In [37]:
from pathlib import Path
import shutil
import pandas as pd
from lxml import etree
import pickle as pk

In [38]:
def copy_files():
    papers = Path("data/top1000_complete").glob("**/Documents_xml/*.xml")
    summaries = Path("data/top1000_complete").glob("**/summary/*.gold.txt")

    Path("data/papers").mkdir(exist_ok=True)
    Path("data/summaries").mkdir(exist_ok=True)

    for path in papers:
        shutil.copyfile(path, f"data/papers/{path.stem}.xml")
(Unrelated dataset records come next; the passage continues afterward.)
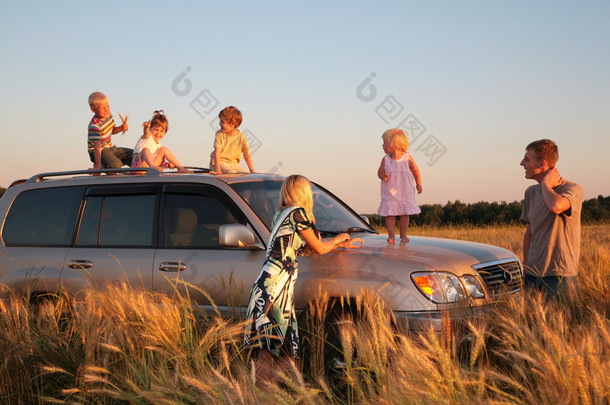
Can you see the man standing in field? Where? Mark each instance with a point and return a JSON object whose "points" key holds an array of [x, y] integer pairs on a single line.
{"points": [[551, 244]]}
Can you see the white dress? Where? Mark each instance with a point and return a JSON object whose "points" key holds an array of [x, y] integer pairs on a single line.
{"points": [[144, 143], [398, 192]]}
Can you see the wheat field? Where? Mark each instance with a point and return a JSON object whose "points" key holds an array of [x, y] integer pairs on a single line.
{"points": [[123, 345]]}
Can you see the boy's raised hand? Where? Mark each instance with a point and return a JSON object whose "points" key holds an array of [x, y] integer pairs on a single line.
{"points": [[146, 128], [124, 125]]}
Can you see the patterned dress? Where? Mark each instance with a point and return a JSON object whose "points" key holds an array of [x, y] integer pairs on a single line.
{"points": [[273, 323]]}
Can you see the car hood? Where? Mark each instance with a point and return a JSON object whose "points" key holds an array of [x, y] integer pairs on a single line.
{"points": [[378, 256], [436, 253]]}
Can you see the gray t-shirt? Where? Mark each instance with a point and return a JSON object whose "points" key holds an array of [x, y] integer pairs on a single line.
{"points": [[555, 244]]}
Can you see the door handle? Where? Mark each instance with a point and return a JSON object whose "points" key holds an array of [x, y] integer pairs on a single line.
{"points": [[80, 264], [172, 266]]}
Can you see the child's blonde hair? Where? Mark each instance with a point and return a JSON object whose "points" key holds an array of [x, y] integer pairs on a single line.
{"points": [[397, 139], [96, 97], [231, 115], [545, 149], [296, 191], [159, 119]]}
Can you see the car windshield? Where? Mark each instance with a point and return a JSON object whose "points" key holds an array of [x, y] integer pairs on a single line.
{"points": [[332, 215]]}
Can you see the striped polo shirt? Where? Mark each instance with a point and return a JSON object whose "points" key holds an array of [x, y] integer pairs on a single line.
{"points": [[100, 131]]}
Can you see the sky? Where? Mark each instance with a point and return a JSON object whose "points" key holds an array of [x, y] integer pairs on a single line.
{"points": [[318, 82]]}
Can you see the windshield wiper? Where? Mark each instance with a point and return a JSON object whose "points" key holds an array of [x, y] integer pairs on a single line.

    for path in summaries:
        shutil.copyfile(path, f"data/summaries/{path.stem.replace('.gold', '')}.txt")

In [43]:
def aggregate() -> list[dict]:
    items = []

    for path in Path("data/papers").glob("*.xml"):
        uid = path.stem
        tree = etree.parse(path)
        root = tree.getroot()
        title = root.find("./S[@sid='0']").text

        sentences = root.xpath(".//S[not(@sid = '0')]")
        sentences_text = [s.text for s in sentences if s.text is not None]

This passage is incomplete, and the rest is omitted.